特にシンク近くは水が飛んでしまうことも多いですから、なるべく水がかからない位置にすることも大切です。

2.キッチン周りの設備

キッチン周りではさまざまな設備が設置されますが、それらが本当に必要なのかをよく考えましょう。

まず、ビルトイン型の食洗器ですが、使用頻度は家庭ごとに大きく差が出ます。中には設置したのに全く使わない家庭もあり、そのスペースが無駄になっているケースも少なくありません。

次に考えたいのがビルトインのオーブンレンジです。

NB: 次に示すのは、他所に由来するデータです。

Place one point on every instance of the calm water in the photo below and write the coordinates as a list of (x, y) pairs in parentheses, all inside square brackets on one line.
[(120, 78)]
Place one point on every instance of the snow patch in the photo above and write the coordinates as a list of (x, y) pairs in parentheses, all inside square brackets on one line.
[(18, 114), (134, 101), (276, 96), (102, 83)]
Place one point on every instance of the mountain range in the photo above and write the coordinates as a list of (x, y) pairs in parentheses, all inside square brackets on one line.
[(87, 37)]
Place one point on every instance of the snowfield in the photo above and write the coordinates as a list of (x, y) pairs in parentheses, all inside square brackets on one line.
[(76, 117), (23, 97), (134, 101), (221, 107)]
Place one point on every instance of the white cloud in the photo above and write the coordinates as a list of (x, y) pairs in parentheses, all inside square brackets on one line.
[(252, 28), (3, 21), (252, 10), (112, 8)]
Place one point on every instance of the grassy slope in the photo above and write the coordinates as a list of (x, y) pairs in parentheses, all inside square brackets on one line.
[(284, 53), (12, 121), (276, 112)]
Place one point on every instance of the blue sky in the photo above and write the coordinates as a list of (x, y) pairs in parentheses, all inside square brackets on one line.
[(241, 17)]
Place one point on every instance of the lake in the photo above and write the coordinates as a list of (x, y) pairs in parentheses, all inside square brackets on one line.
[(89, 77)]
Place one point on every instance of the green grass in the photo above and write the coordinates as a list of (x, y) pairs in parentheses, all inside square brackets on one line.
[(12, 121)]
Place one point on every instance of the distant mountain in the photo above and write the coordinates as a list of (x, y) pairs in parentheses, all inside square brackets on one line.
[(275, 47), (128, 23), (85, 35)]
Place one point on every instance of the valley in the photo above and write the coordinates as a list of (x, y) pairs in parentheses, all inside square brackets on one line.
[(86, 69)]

ビルトインには多くの人が憧れを持っているようですが、据え置きでも価格面での違いはないため、どちらが自分にとって使い勝手がいいか考えてみてください。

食材を切ったり調理したりする天板の種類もさまざまで、見た目を重視するなら大理石や石、使いやすさを重視するならステンレスなど、なにを重視するかで選択する素材が変わってきます。

3.ゴミ箱の設置位置

意外と見落とす人が多いのがゴミ箱を設置するスペースです。ピッタリと収まる場所がないと、ゴミ箱はキッチン内で邪魔な障害物となります。

地域によっては分別に厳しいため、複数のゴミ箱に分けてゴミを捨てる必要が出てきますが、その分だけスペースを取ることになります。

自治体が異なる地域に引っ越しをするのであれば、ゴミの分別に関する規則を確認しておくこともキッチンスペースのプランニングに欠かせない情報です。

4.キッチン周りの動線

キッチン周りの動線についても考察をおこないましょう。アイランドキッチンであれば周辺をぐるりと周れますが、実際の動きを想像して考えるようにしてください。

また、作った料理をダイニングに運びやすいかどうかも考えましょう。一度シンク前のカウンターに置いてダイニング側に周ってからあらためて運ぶ流れになることが多いですが、キッチン周りのデザインによっては難しいこともあります。